During morning rounds, Robert Brewer's nurse took her patient's vital signs, then told his mother she had to get an expectorant the doctor had prescribed for his cough. When the nurse returned with the drug just 5 minutes later, the boy's mother told her Robert had already been given his medicine.
Puzzled, the nurse questioned Mrs. Brewer. She explained that another nurse had come in and asked her if the patient's name was Robert. When Mrs. Brewer answered yes, the nurse said she had the medicine for Robert's cough, and she gave it to him. Mrs. Brewer said she didn't know the name of the medicine, but added that the nurse had made Robert "breathe it in through a mask."

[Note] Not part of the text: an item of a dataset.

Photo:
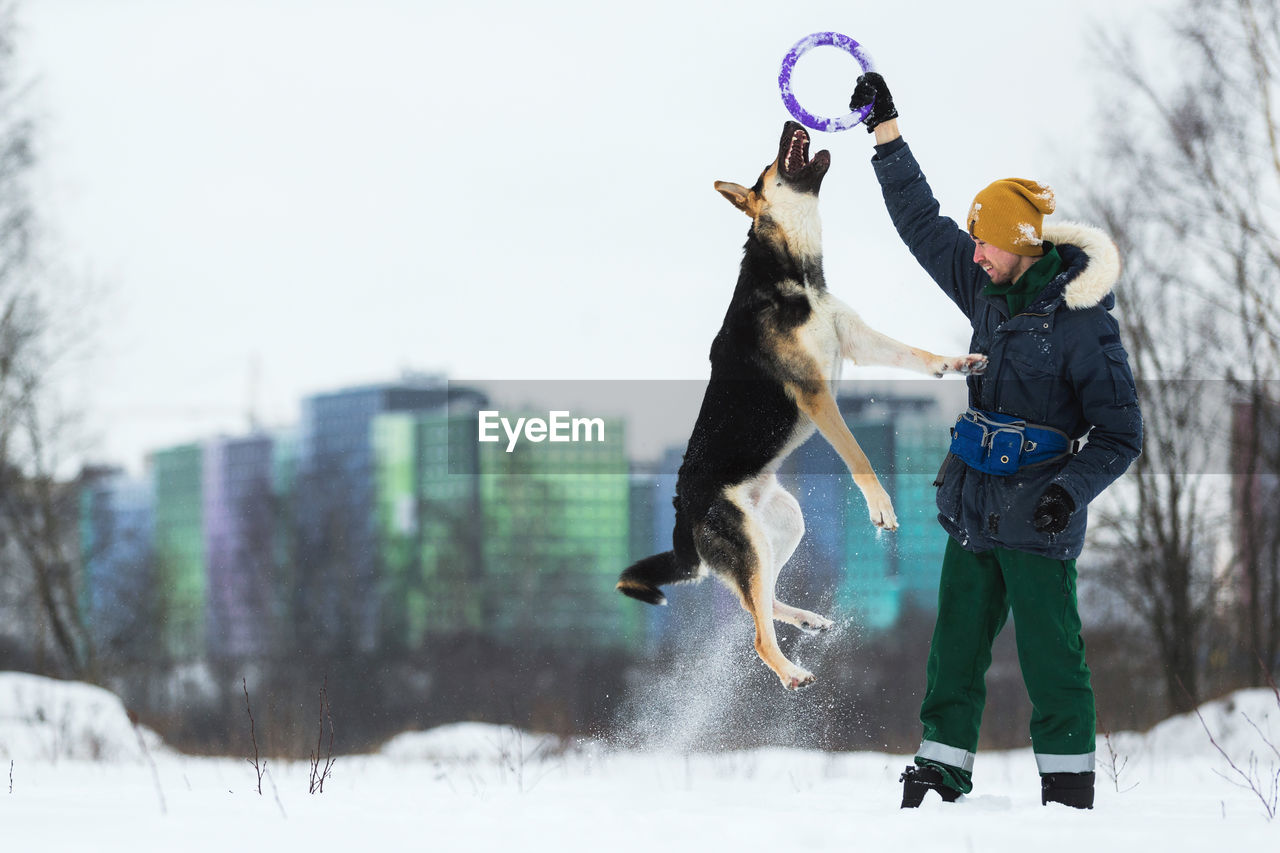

The nurse quickly went to the nurses' station to try to find out what had happened. There, she found a newly assigned nurse charting that she'd given Robert Brinson his prescribed mucolytic acety1cysteine (Mucomyst), which is administered with a nebulizer. Robert Brewer's nurse then realized that the other nurse, who was unfamiliar with the patients on the pediatric unit, had mistakenly given the mucolytic intended for Robert Brinson to Robert Brewer.
Both nurses went immediately to Robert Brewer's room and checked his condition. The mucolytic hadn't seemed to do any harm; in fact, it actually appeared to have improved his cough. But of course, any medication mix-up is potentially serious and a cause for concern.
This mix-up began when the newly assigned nurse obtained the prescribed Mucomyst for Robert Brinson. As she was walking down the hall, she realized she was unsure of his room number. But she spotted a young boy, so she entered the room and asked if he was Robert, adding that she had the medicine for his cough.
Unfortunately, the nurse had entered Robert Brewer's room. And because Mrs. Brewer knew her son was supposed to be given some cough medicine, she assumed that Robert's nurse had asked this nurse to give it to him.
This error could have been prevented if the newly assigned nurse had identified the patient correctly-by checking his identification band. Asking a patient (or family member) to confirm his name is not foolproof. A patient who is feverish, in severe pain, sedated, or preoccupied by his illness could easily misunderstand your question and give you inaccurate information. Similarly, a distraught family member may also respond inaccurately.
So always check the patient's identification band before giving medication, even if you think you know him by sight. That's the only way to confirm the first "right" of medication administration: the right patient.